Os santos e suas relíquias

Os cânones 1.186 a 1.190 do Código de Direito Canônico falam sobre o culto aos santos, imagens sagradas e as relíquias. Segundo o texto, a Igreja recomenda a veneração dos fiéis à Bem aventurada Mãe de Deus, bem como o autêntico culto dos outros santos, para fomentar a santificação do povo de Deus. Já nos primeiros séculos do Cristianismo, os restos mortais dos mártires eram mantidos em local digno e reverenciados, como aqueles que morreram testemunhando a fé em Jesus Cristo.

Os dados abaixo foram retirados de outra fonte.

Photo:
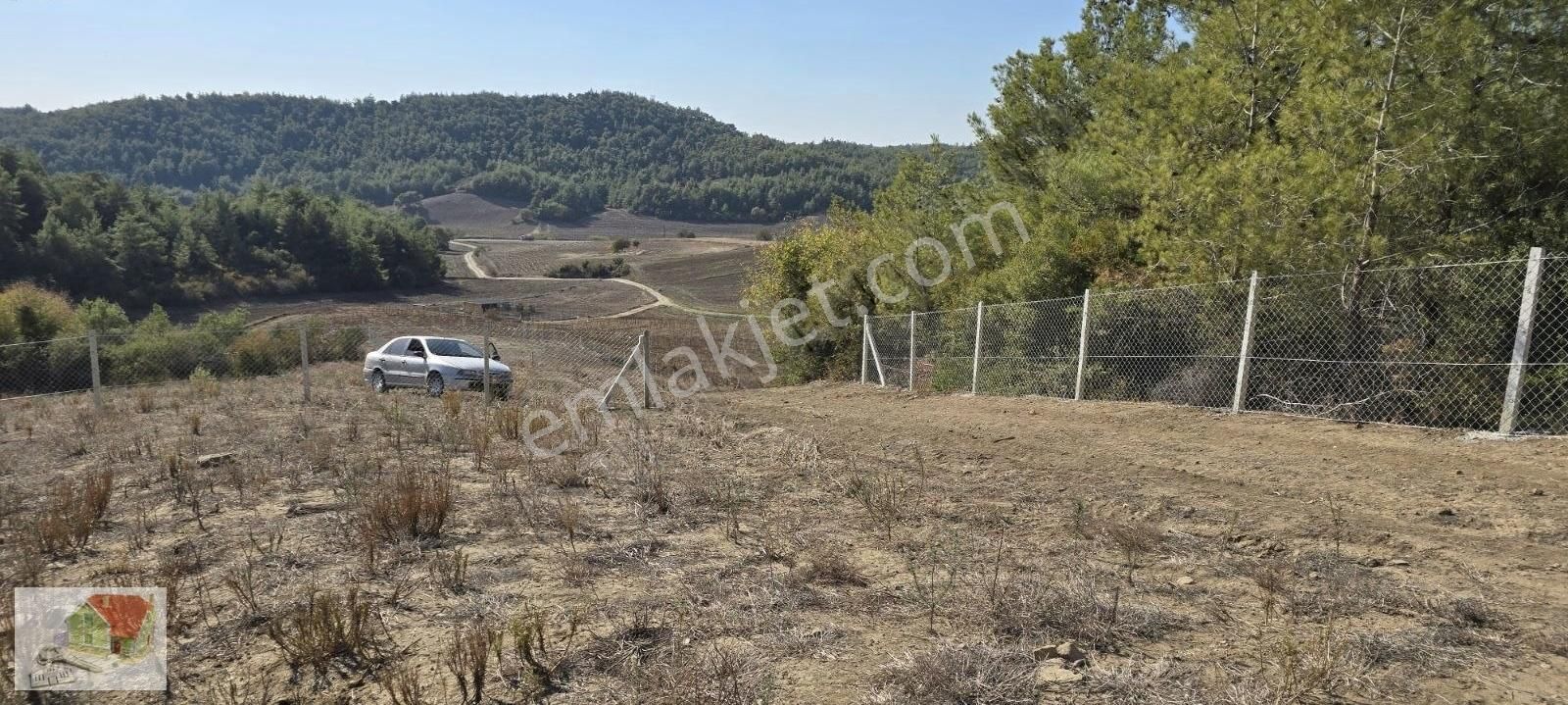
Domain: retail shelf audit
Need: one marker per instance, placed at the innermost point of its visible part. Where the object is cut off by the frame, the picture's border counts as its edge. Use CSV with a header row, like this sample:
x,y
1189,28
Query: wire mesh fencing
x,y
1413,346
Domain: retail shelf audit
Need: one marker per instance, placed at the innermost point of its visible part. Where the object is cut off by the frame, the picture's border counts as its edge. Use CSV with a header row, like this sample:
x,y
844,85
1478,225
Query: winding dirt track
x,y
659,297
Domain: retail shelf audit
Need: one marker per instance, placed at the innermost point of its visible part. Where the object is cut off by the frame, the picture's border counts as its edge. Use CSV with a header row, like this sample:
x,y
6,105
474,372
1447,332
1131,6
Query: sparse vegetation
x,y
592,271
682,556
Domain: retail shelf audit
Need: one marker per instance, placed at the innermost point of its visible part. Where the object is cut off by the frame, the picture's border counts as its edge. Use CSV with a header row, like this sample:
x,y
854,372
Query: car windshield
x,y
452,349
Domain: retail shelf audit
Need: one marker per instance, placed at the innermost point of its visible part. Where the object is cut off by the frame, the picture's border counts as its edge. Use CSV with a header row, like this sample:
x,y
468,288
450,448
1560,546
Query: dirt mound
x,y
475,216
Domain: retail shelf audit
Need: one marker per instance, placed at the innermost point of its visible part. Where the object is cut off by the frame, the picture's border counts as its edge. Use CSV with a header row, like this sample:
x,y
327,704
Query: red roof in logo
x,y
122,613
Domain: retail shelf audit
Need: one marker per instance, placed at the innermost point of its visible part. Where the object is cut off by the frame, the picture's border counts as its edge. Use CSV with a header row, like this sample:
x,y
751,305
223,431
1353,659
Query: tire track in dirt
x,y
659,297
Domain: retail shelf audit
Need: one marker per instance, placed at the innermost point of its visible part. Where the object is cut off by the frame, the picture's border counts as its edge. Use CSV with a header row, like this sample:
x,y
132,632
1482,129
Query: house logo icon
x,y
90,639
112,624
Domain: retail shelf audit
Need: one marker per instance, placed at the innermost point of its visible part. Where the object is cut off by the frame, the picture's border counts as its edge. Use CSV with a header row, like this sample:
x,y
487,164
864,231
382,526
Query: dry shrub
x,y
404,684
73,511
715,676
1074,603
1133,539
1147,683
451,569
979,674
831,567
509,423
564,472
543,657
410,503
242,581
1300,665
467,660
632,644
232,691
325,631
883,492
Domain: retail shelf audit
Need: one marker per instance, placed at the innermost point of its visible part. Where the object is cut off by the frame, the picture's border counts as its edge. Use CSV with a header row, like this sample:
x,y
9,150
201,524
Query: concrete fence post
x,y
1078,383
974,374
647,370
1521,342
305,362
1244,357
866,344
870,342
485,352
98,381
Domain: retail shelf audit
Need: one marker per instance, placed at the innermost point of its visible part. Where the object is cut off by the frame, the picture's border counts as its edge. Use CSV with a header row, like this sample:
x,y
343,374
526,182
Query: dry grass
x,y
326,629
408,550
980,674
408,504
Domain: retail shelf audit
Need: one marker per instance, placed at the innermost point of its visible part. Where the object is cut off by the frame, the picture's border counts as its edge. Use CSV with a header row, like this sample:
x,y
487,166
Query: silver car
x,y
436,365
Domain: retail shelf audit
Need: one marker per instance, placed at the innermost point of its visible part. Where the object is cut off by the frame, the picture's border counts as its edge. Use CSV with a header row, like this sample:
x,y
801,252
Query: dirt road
x,y
659,297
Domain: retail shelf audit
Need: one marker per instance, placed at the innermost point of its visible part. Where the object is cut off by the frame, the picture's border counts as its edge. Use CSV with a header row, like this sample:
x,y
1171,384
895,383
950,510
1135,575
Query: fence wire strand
x,y
1410,346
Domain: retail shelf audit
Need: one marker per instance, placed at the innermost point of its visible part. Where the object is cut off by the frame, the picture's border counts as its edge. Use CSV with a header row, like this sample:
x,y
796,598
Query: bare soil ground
x,y
480,217
800,545
703,272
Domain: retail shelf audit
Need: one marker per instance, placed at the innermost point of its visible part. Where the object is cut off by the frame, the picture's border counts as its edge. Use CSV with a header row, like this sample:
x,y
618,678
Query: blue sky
x,y
866,71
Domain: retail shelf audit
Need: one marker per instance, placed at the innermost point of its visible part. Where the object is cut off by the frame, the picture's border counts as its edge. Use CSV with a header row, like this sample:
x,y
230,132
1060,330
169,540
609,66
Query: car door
x,y
415,363
391,362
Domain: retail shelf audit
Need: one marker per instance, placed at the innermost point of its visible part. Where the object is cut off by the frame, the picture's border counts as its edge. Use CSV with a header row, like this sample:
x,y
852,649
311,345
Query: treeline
x,y
46,346
564,156
93,236
1283,135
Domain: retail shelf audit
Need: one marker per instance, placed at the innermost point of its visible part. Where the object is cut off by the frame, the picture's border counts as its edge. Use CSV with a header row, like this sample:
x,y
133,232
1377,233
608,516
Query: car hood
x,y
477,365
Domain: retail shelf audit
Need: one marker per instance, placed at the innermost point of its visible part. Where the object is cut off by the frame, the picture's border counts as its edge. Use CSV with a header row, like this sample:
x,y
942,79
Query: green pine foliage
x,y
561,156
91,236
1197,140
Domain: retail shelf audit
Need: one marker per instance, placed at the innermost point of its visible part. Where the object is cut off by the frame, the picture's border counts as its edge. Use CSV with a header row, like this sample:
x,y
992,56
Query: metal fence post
x,y
305,362
1244,363
1078,383
1521,342
485,352
866,338
648,385
974,374
98,383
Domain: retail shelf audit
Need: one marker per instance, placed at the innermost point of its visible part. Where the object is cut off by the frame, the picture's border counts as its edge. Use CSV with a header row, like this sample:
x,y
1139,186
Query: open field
x,y
480,217
800,545
551,300
703,272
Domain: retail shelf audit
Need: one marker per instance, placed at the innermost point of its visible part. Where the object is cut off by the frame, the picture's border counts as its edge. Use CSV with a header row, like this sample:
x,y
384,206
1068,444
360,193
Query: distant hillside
x,y
472,216
561,156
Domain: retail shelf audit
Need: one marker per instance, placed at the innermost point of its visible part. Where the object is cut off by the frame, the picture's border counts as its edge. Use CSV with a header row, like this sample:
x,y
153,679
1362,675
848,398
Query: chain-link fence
x,y
1416,346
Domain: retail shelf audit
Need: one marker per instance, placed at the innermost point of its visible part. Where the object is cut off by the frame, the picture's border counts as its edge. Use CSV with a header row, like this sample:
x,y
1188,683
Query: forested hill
x,y
564,156
94,237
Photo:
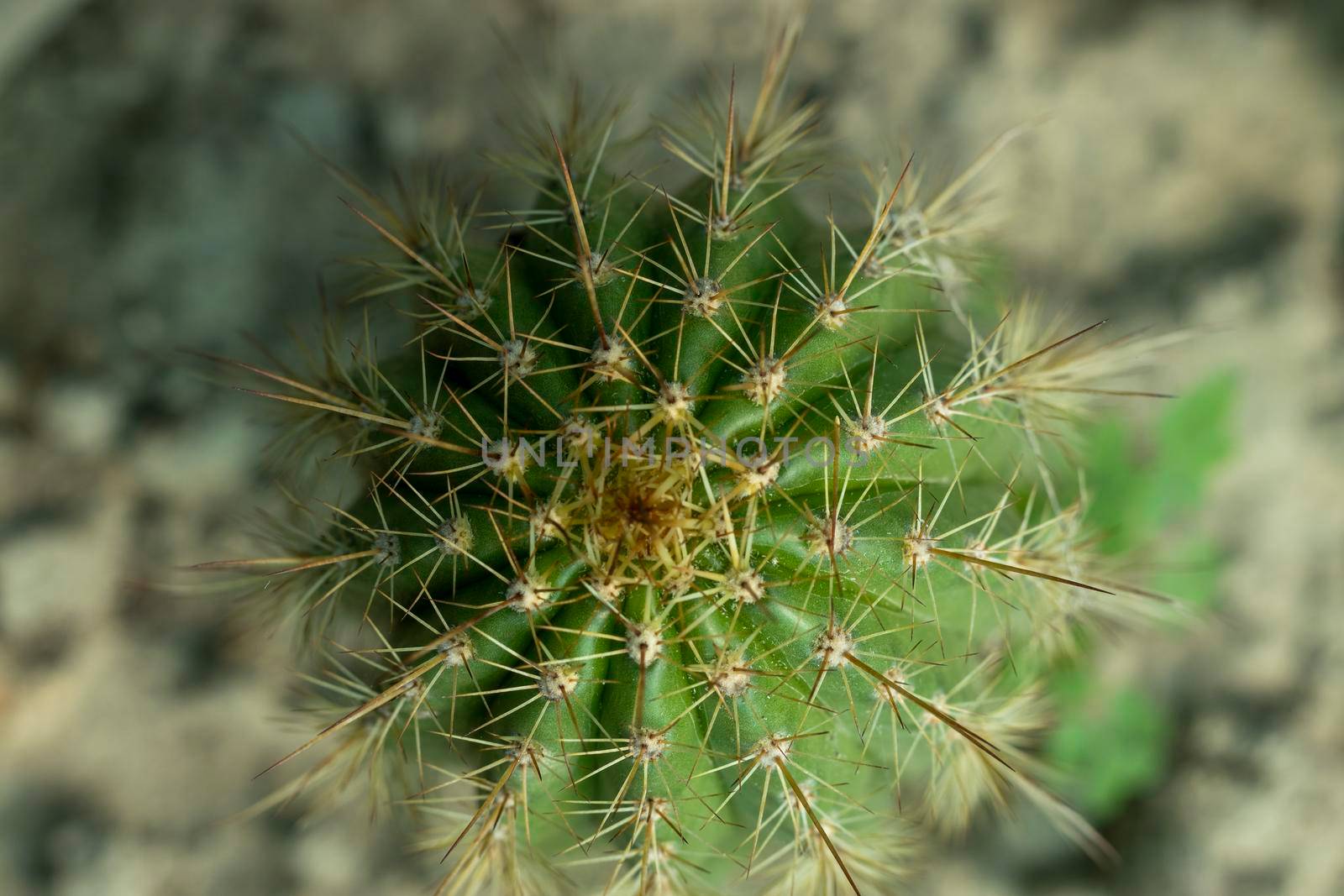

Devido às perseguições, por vezes os primeiros cristãos celebraram a Eucaristia nas catacumbas, perto ou sobre os túmulos dos mártires e santos. Mais tarde, altares, santuários e basílicas começaram a ser erguidas sobre ou perto dos túmulos dos mártires e santos, como as basílicas de São Pedro e São Paulo, em Roma. Ao longo da história, e para manter a tradição, as relíquias começaram a ser colocadas nos altares das igrejas. Assim, hoje, em cada igreja, no altar, são colocadas relíquias dos santos.

Na Igreja Católica, as imagens dos santos não são, de modo algum, motivos de idolatria ou adoração por parte dos fiéis. Elas são sinais que ajudam os católicos a lembrarem-se do testemunho desses homens e mulheres que, ao longo da história, tiveram uma vida de santidade e de vivência do Evangelho.

Diferentes tipos de relíquias

A palavra relíquia tem origem no latim [reliquiae], que significa literalmente “restante” do corpo de um determinado santo ou de um objeto dele ou que teve contato com ele. 1º grau: um fragmento do corpo; 2º grau: um fragmento da roupa o de algo que o santo usava durante sua vida (rosário, Bíblia, cruz etc). Também objetos associados ao sofrimento de um mártir; 3º grau: qualquer objetivo que tenha sido tocado a uma relíquia de primeiro grau ou no túmulo de um santo.